I remember my last Confirmation class before I left Romania. I took a group of ten to fifteen boys and girls on a Sunday morning, not to a church, but to the zoo. Before the cage of lions I told them, 'Your forefathers in faith were thrown before such wild beasts for their faith. Know that you also will have to suffer. You will not be thrown before lions, but you will have to do with men who would be much worse than lions. Decide here and now if you wish to pledge allegiance to Christ.' They had tears in their eyes when they said yes.

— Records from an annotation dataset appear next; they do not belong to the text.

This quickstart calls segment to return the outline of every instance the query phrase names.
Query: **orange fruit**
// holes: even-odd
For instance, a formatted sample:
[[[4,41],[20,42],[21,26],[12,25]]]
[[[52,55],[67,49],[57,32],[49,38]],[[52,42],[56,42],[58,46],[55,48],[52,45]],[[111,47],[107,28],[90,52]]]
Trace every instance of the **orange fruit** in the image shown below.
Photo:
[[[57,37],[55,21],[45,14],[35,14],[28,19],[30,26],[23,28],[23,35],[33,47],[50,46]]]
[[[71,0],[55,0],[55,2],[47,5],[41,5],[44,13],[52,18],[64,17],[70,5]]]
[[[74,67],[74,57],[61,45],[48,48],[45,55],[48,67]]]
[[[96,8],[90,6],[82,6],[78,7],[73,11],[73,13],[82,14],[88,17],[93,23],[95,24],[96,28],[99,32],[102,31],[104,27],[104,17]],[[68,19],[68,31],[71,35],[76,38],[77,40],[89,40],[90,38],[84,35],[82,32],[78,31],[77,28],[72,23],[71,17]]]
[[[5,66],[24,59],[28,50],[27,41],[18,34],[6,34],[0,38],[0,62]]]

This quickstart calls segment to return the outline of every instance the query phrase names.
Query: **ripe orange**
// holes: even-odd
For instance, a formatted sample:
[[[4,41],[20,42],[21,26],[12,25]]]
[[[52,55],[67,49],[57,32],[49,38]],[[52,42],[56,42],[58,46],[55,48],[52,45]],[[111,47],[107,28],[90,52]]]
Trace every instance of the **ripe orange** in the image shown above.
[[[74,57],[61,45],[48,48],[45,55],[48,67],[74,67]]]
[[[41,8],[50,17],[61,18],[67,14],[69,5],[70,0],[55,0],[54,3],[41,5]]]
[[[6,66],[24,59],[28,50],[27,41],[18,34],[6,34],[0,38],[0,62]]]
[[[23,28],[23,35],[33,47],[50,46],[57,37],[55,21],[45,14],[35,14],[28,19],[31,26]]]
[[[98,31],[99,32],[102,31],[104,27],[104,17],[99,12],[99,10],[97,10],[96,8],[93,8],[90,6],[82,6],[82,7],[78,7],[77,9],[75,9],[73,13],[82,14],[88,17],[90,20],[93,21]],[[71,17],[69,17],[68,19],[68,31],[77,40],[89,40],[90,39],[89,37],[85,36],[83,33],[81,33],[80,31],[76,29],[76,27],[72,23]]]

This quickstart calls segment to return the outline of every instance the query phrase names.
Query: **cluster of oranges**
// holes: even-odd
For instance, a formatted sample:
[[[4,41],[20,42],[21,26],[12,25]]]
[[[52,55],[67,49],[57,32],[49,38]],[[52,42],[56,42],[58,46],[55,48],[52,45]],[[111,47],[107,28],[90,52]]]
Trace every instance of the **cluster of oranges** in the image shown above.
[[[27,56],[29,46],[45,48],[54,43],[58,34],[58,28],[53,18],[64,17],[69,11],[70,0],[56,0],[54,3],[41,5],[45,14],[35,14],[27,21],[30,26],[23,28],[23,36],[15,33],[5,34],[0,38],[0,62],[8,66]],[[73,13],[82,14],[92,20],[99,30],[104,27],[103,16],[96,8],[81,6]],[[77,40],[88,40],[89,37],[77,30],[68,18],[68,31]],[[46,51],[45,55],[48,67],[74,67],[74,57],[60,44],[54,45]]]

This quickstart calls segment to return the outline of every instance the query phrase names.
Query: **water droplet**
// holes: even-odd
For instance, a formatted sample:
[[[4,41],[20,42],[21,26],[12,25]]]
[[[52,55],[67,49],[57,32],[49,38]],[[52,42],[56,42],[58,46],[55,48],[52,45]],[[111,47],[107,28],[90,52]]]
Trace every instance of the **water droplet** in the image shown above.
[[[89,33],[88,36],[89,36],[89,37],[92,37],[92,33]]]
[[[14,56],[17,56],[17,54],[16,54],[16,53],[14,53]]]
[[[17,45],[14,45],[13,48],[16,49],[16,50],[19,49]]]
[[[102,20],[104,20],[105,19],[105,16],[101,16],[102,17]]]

We have to make the preparation now, before we are imprisoned. In prison you lose everything. You are undressed and given a prisoner's suit. No more nice furniture, nice carpets, nice curtains. You do not have a wife any more and you do not have your children. You do not have your library and you never see a flower. Nothing of what makes life pleasant remains. Nobody resists who has not renounced the pleasures of life beforehand."
(page 79)

Oh, Lord, have mercy on America. You blessed us beyond compare, and we spent it on ourselves. We have overeaten to the point of discovering brand new diseases. We buy what we do not need with money we do not have. We trample people to death on day-after-Thanksgiving sales at Wal-Mart in our rush to buy unneeded gifts, and we do it in celebration of Christ's birth. Oh, Lord, have mercy on us! We have made man the focus and not God. We have built our theology on lies, believing that we will never have to suffer. Oh, Lord, we are not prepared; not fit for persecution. We don't ask to be persecuted. But we ask that you so move in our hearts that we renounce the pleasures and idols of this life and culture. Move in us until we are ready to die with Christ. Only in this way can we live for Christ!